UPDATES FROM NIDRA POLLER ON CHURCH JIHAD IN FRANCE

UPDATE 3:30PM
A third person has been taken into custody. No further information on his identity but this is presumably the person that was picked up near the church right after the attack.
Precisions on the informally identified killer:
According to la Tribune de Genève, A.K. the 19 year-old Frenchman involved in the church attack, was arrested at Geneva airport on May 14, 2015, after he was sent back from Turkey. He had made two unsuccessful attempts to reach Syria, first via Munich, then via Geneva. He spent a few days in prison there before being extradited to France.
BACKGROUND
The Interior Ministry is currently embroiled in controversy about security, or its absence, at the site of the July 14th fireworks display in Nice, that ended with the murderous attack by a jihadist at the wheels of a 19-ton truck.
Sandra Bertin, a municipal police officer in charge, that fateful evening, of monitoring CCTV images claims the was pressured by someone from the Interior Ministry to falsify her report, by indicating that the better-trained better-armed national police were guarding the entry to the closed zone of the Promenade des Anglais. Interior Minister Bernard Cazeneuve, who denies the accusation, is suing her for libel. The policewoman has not backed down. Libération daily published video allegedly showing that no national police were at the entry point, and the police cars that supposedly blocked traffic on the Promenade were in fact lined up along the road, not parked horizontally to physically block traffic.
The municipality refused a demand by government officials to erase all its CCTV images for the 24 hours surrounding the attack. (Copies of those images were already in government hands.)
Calls for stricter measures from the parliamentary opposition, les Républicains, are systematically dismissed by the government as playing politics. Journalists seem to like this scenario because they repeat it constantly to fill in the gaps in new developments and information. The Républicain primary will be held next fall so, wink wink, the various candidates want to show how tough they are.
The Front National curses both houses, blaming them for disastrous policies over the past 30 years.
Former president and future hopeful Nicolas Sarkozy enjoins the government to implement proposals his party has made for improved security. François Hollande says we are at war, Nicolas Sarkozy says we are at war: they don’t mean the same thing and don’t propose the same measures: Hollande raises constitutional arguments to oppose Sarkozy’s demand for administrative detention of flagged terror suspects. The president is convoking representatives of “all” confessions to make an umpteenth show of unity in the face of diversity.
Meanwhile, the annual festive Paris Plages operation is underway on the banks of the Seine. Last year’s invited “beach,” Tel Aviv on the Seine, provoked controversy, placated by authorization of a Gaza beach, animated by the BDS movement, right next to the Tel Aviv sector. This year the guest is Jasmin Beach, and the beachfront city of Sousse is honored. No protests, no complaints. The jihad truck driver came from M’kasen, a hotbed of Islamism a short drive from Sousse where 38 infidels were gunned down on the beach not long ago.
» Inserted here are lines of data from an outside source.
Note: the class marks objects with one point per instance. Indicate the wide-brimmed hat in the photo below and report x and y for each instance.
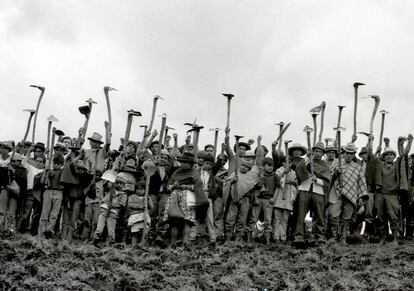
(187, 158)
(60, 145)
(243, 144)
(40, 145)
(319, 145)
(363, 151)
(297, 146)
(350, 148)
(96, 137)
Daesh has threatened the same treatment for French beaches.
French churches had been warned that they were a target.
UPDATE 17:10
One of the nuns that was in the church when the killers arrived testified on BFM TV:
The killers recorded the whole scene. They forced the priest to kneel, they pronounced what seemed like a ceremonial in Arabic. When they started to slit his throat, she escaped, and notified the police.
According to some official sources, they arrived “quickly”…within 20 minutes.
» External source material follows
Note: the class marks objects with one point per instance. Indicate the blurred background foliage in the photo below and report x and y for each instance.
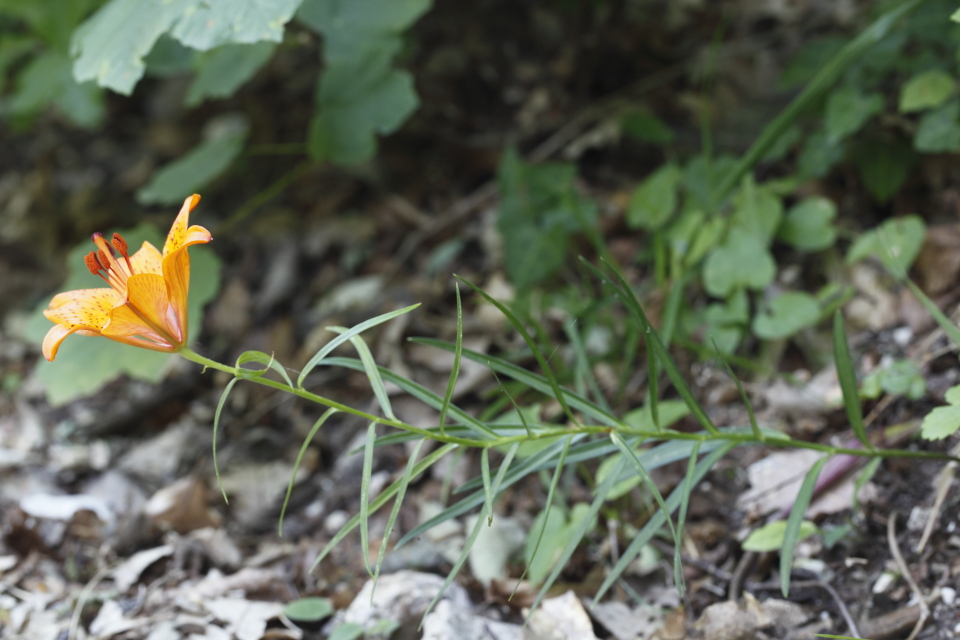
(593, 127)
N.B. Hollande says we are at war, meaning in Syria and Iraq. Sarkozy includes France. There’s the difference. The opposition is calling for a quasi-military domestic response to a war that the government is treating as a criminal affair.
One of the proposals made by the opposition and rejected by the governing party last week was to prohibit early release (for good behavior?) or parole of prisoners sentenced for terrorist acts or plots. Prison terms in France are generally reduced by one half. The prisons are overcrowded!